It’s not so much the elephant in the room, no one wants to acknowledge, but rather the unicorn they all imagine-that the global Parsi population isn’t so desperately in decline, but that it has somehow miraculously ballooned to four million.
By Joeanna Rebello Fernandes | TNN
Rubbish, was the emphatic denial of Dinyar Patel, a California-born, PhD candidate in history at Harvard University, who held his largely Parsi audience at Nehru Centre in thrall last evening, when he catalogued for them empirical evidence of their decline, and warned them of their fall.
Dinyar produced Parsi scholarship and demographic surveys to revisit the crisis of the falling numbers of Indian Parsisfamiliar crisis of the Indian Parsis’ falling numbers, while positing more tenable theories for their attenuation than widely-circulated myths about migration and marriage outside the community.
According to Dinyar (and culled from research by demographers like Paul Axelrod, JK Banthia and Leela Visaria), the population is shrinking because of late / no marriages and resultant low fertility rates and low birth rates. He called upon alerting statistics. “One out of five Indian Parsi men and one out of ten women is still unmarried by the age of 50, according to a 2009 study conducted by Sayeeda Unisa, a professor of demography and statistics at the International Institute for Population Sciences ( IIPS), in Mumbai. The median age of marriage among Indian Parsi women is 27, while it is 31 for men,” he said.

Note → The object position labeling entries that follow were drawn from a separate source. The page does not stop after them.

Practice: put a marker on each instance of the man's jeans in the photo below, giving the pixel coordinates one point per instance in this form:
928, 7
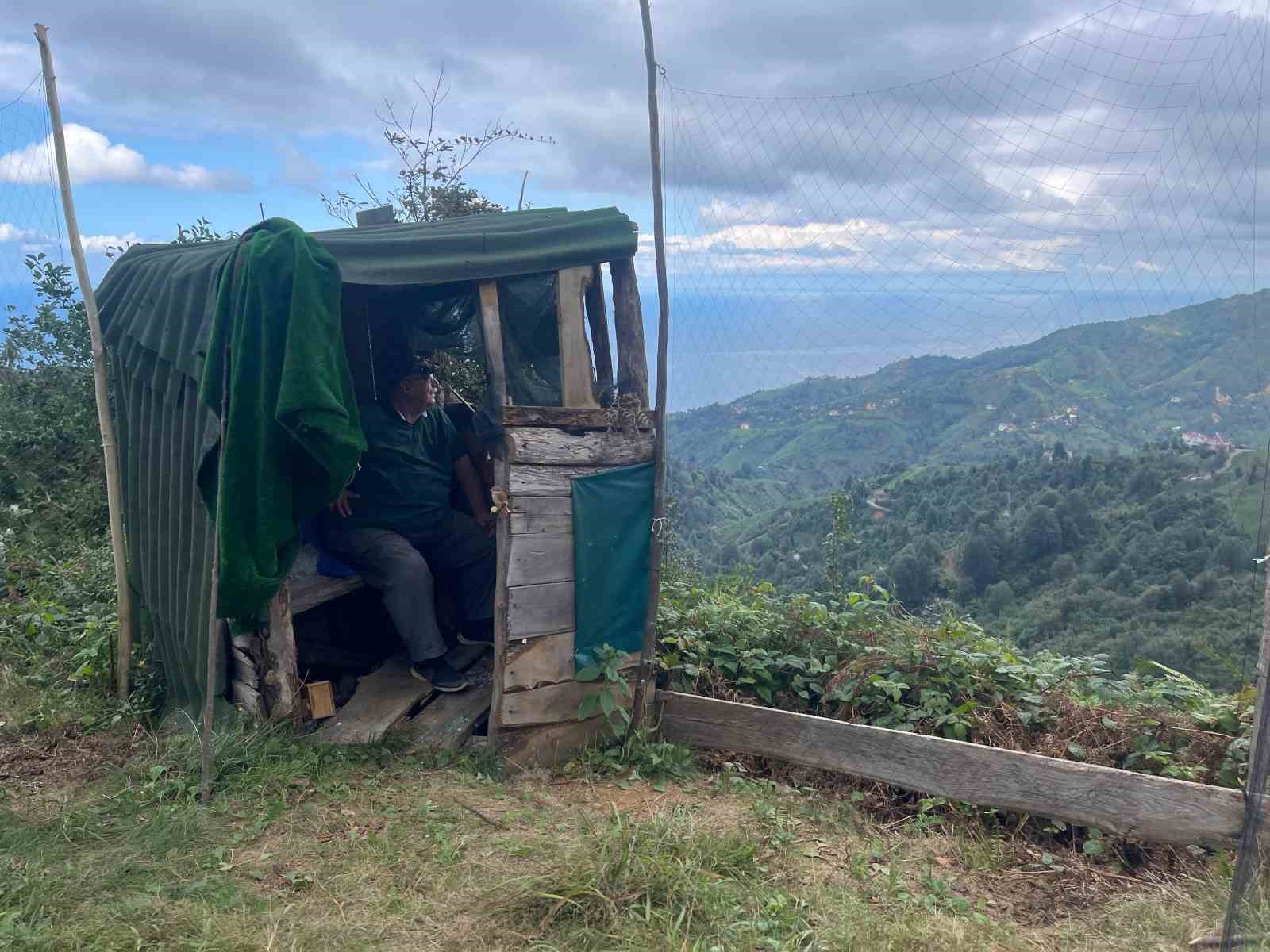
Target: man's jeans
398, 565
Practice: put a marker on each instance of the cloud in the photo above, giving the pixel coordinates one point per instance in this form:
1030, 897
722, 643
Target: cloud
298, 169
93, 158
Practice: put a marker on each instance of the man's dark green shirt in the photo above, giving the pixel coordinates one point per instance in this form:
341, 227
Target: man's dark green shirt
406, 471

The median age of the whole community in 1901 was 24, while the comparable age in 1999 was 48, indicating at a distinctly aging population, a substantial portion of which prefers to remain single. Apparently, Parsis have the highest number of single women in the world.
Dinyar alluded to a demographic survey conducted across 6,000 Parsi households, where interestingly, 81% believed that intermarriage was responsible for falling figures, followed by emigration. It implies a dissonance between scholarship and popular notion, he said. Dinyar quoted another survey that suggested that even if all children born of intermarriage are counted as Parsis, it still wouldn’t benefit the numbers noticeably.
While the population of Parsis in India is estimated to be 69,601, the global count roughly stands between 1,12,367 and 1,21,367-not even the size of a Mumbai neighbourhood, Dinyar pointed out.
He believes an answer lies in the prompt reconciliation of liberal and conservative stands in the matter of intermarriage, and a redoubling of efforts, not only to get more Parsis to marry, but to conceive. “And if all else fails,” pitched a valiant lady in the gallery, “perhaps even institute sperm and egg banks.” It’s radical but, perhaps, requisite.